La cifra è in netto contrasto con l’immagine spesso dipinta di spese parlamentari sprecone o abusive: secondo l’incaricata all’etica dell’Assemblea nazionale francese, più del 99 percento delle spese di mandato verificate dei deputati è stato ritenuto conforme alle regole. La percentuale di spese errate o problematiche rimane quindi statisticamente marginale – nonostante singoli scandali che negli ultimi anni hanno attirato grande attenzione mediatica.
Dalla legge sulla «ricostruzione della fiducia nella vita politica», approvata dopo lo scandalo Fillon e i dibattiti sulle precedenti indennità parlamentari, la Francia ha fortemente inasprito i controlli sulle spese dei titolari di cariche elettive.
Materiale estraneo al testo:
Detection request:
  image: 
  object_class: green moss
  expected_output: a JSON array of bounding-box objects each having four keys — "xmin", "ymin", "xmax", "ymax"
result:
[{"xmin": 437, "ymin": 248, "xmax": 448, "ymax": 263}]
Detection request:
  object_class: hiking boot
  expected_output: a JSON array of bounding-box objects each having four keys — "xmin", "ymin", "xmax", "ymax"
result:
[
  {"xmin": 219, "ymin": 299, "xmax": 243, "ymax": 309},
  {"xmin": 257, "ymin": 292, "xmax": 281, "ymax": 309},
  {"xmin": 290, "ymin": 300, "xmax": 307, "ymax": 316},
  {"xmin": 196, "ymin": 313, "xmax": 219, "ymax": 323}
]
L’antica indennità forfettaria è stata progressivamente sostituita da un sistema molto più regolamentato. Oggi sono previsti obblighi di rendicontazione, conti bancari separati e controlli periodici da parte dell’organo etico dell’Assemblea nazionale.
Ogni deputato dispone di un budget per finanziare spese connesse al mandato. Tra queste rientrano, ad esempio, il mantenimento di un ufficio di circoscrizione, i viaggi tra la circoscrizione e Parigi, pernottamenti nella capitale, attrezzature tecniche, letteratura specialistica, costi di comunicazione o incontri con rappresentanti locali. Condizione imprescindibile è che le spese siano direttamente legate all’attività parlamentare e che l’entità sia adeguata.
Il sistema di controllo funziona su più livelli. Tutti i parlamentari devono rendere pubbliche le movimentazioni del conto appositamente istituito per il mandato. Inoltre vengono effettuati controlli approfonditi a campione. Se sussiste il sospetto di un uso improprio di fondi pubblici, l’incaricata per l’etica può anche disporre verifiche straordinarie.
I dati più recenti mostrano che le richieste di restituzione restano relativamente rare. Solo una quota molto piccola delle somme controllate ha dovuto essere rettificata o rimborsata. In alcuni casi le spese sono state contestate perché classificate come private o per l’assenza dei giustificativi richiesti.
La realtà statistica differisce dunque nettamente dalla percezione pubblica, fortemente plasmata da singoli casi. Gli scandali che hanno coinvolto alcuni deputati come Andy Kerbrat o Christine Engrand avevano recentemente suscitato nuovamente dubbi sulla gestione dei fondi parlamentari e dato l’impressione di un sistema strutturalmente vulnerabile. Tuttavia i dati dell’Assemblea nazionale suggeriscono piuttosto il contrario: l’immensa maggioranza dei deputati sembra aver ormai integrato nella pratica quotidiana parlamentare le regole più severe di trasparenza ed etica.
La discussione non è tuttavia del tutto chiusa. I critici continuano a chiedere maggiore trasparenza, ad esempio attraverso la pubblicazione più dettagliata di singole voci di spesa o controlli più frequenti. Si discute anche di zone grigie rimaste — per esempio piccole spese che restano possibili senza obbligo completo di giustificativi.
Politicamente, la soglia del «più del 99 percento conforme alle regole» è comunque significativa. In un’epoca di crescente scetticismo verso le istituzioni politiche, l’Assemblea nazionale francese cerca visibilmente di recuperare fiducia. Il messaggio è: le pratiche sono cambiate radicalmente dopo i grandi scandali politici degli anni 2010. Le spese di mandato, un tempo ritenute opache, sono oggi sottoposte a sorveglianza permanente — e lo spazio per gli abusi si è notevolmente ridotto.